Jewish World Review June 17, 2002 / 7 Tamuz, 5762
http://www.NewsAndOpinion.com | No doubt about it. Tiger Woods' feat of winning eight major professional golf championships during his career is a great achievement. However, it's a big mistake to compare Woods' feats to other sports.
Last year, many commentators compared the "Tiger Slam" (Woods' winning four straight majors) to other great feats in sports such as Joe DiMaggio's 56-game hitting streak, Wilt Chamberlain scoring 100 points in one game, and Carl Lewis' Olympic feats. Many writers have said that Woods should be considered among the greatest athletes of all time, along with Muhammad Ali, Babe Ruth, and Michael Jordan. Some claim that golf is the most difficult sport to master because athletes from other sports try to play it and fail miserably.

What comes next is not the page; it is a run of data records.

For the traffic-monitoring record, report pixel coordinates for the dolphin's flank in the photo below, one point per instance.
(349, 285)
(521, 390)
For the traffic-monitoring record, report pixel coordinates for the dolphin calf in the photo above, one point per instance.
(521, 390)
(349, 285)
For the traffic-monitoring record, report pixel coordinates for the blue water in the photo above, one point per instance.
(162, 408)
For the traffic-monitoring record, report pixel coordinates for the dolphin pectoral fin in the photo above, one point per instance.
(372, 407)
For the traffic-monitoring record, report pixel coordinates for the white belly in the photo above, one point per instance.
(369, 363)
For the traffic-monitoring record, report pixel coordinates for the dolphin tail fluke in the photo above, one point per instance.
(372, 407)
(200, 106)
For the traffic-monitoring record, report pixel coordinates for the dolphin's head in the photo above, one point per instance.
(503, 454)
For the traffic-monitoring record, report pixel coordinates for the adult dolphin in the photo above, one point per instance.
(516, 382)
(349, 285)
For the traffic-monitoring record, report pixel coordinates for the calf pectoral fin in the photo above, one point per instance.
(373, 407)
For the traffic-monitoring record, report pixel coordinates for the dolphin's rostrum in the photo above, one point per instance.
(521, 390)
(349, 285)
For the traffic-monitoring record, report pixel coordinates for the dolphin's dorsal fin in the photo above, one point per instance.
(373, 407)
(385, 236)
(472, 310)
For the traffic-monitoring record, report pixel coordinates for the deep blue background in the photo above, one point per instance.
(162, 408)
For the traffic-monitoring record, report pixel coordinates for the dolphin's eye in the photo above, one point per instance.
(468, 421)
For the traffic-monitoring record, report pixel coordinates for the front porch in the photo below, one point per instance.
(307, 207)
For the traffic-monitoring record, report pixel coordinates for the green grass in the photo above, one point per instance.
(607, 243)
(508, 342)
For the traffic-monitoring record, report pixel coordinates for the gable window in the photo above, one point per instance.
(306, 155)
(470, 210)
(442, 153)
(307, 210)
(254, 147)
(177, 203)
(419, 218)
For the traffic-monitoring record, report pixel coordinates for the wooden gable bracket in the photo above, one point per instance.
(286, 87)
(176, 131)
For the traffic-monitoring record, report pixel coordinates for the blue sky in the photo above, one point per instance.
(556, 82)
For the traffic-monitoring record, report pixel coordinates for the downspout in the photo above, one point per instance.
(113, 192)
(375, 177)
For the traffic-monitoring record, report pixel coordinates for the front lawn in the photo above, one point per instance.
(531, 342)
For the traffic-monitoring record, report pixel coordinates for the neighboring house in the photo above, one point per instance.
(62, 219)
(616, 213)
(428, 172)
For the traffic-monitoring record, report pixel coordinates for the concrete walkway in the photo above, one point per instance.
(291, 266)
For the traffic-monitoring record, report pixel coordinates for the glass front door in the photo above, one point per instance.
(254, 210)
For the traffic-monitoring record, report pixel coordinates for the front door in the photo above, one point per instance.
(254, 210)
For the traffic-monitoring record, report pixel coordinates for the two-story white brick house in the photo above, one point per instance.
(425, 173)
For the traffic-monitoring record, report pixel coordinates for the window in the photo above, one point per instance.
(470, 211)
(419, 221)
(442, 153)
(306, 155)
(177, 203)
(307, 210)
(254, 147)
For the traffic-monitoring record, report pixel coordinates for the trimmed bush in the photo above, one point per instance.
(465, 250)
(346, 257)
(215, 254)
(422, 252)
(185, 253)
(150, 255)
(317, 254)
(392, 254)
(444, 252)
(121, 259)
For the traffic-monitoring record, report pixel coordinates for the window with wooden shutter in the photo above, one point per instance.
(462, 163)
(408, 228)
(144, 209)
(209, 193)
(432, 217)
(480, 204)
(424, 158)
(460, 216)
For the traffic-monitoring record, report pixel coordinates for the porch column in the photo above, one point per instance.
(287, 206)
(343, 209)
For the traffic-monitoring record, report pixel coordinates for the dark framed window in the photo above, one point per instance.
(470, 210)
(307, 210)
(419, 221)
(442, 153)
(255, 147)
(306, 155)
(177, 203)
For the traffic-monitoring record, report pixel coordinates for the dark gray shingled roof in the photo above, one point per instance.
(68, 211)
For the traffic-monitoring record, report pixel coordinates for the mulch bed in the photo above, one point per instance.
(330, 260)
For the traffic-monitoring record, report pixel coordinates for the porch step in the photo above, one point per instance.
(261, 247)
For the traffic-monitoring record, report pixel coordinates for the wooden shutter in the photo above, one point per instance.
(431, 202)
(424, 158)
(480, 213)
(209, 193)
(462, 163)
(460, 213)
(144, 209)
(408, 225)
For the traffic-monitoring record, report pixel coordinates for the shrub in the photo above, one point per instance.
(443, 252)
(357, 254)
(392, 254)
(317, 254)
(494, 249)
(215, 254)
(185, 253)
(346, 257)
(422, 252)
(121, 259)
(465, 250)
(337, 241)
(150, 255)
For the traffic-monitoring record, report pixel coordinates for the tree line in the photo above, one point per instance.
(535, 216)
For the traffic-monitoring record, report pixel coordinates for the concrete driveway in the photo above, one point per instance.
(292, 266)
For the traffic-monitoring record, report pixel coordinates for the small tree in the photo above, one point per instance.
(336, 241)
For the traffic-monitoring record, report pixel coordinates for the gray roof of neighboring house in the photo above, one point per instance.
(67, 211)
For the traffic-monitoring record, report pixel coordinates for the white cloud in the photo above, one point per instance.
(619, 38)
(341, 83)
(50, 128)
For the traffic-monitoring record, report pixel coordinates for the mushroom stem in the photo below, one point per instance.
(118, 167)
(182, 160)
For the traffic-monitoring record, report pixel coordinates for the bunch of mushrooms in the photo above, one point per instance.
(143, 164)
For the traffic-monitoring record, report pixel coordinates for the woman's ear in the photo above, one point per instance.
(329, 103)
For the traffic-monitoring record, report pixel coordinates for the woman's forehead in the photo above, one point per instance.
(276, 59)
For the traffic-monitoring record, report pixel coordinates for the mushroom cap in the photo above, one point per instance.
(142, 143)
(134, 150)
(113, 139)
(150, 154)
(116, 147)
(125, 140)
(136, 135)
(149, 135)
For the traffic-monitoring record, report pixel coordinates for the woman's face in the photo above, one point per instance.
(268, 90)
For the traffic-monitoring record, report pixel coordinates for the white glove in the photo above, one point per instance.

Get a grip. Gimme a break.
Woods may be well on his way to being the greatest golfer ever. But it's golf. Golf isn't a sport; it's a skill much like bowling, billiards, darts, auto racing, curling, shuffleboard, and pinochle. It's an activity that older people take up when their knees go bad and they can't play real sports like basketball, baseball, and football anymore.
Sorry, but real sports involve running and jumping. For the most part, pro golfers are a bunch of non-athletes who probably got cut from their high school football and basketball teams and didn't succeed at other sports. How fast would rotund golfers like John Daly or Craig Stadler run a 100-yard dash?
Many golfers in their 40s and 50s are competitive on the pro tour. Mark O'Meara won two major tournaments in 1998 at age 41. Three golfers over age 40 won the U.S. Open during the 1990s. Other well known over-40 golf geezers who are still competitive on the tour include Greg Norman, Bernhard Langer, and Nick Price. One golfer on the Seniors Tour, Larry Laoretti, plays his rounds of golf while smoking a foot-long cigar.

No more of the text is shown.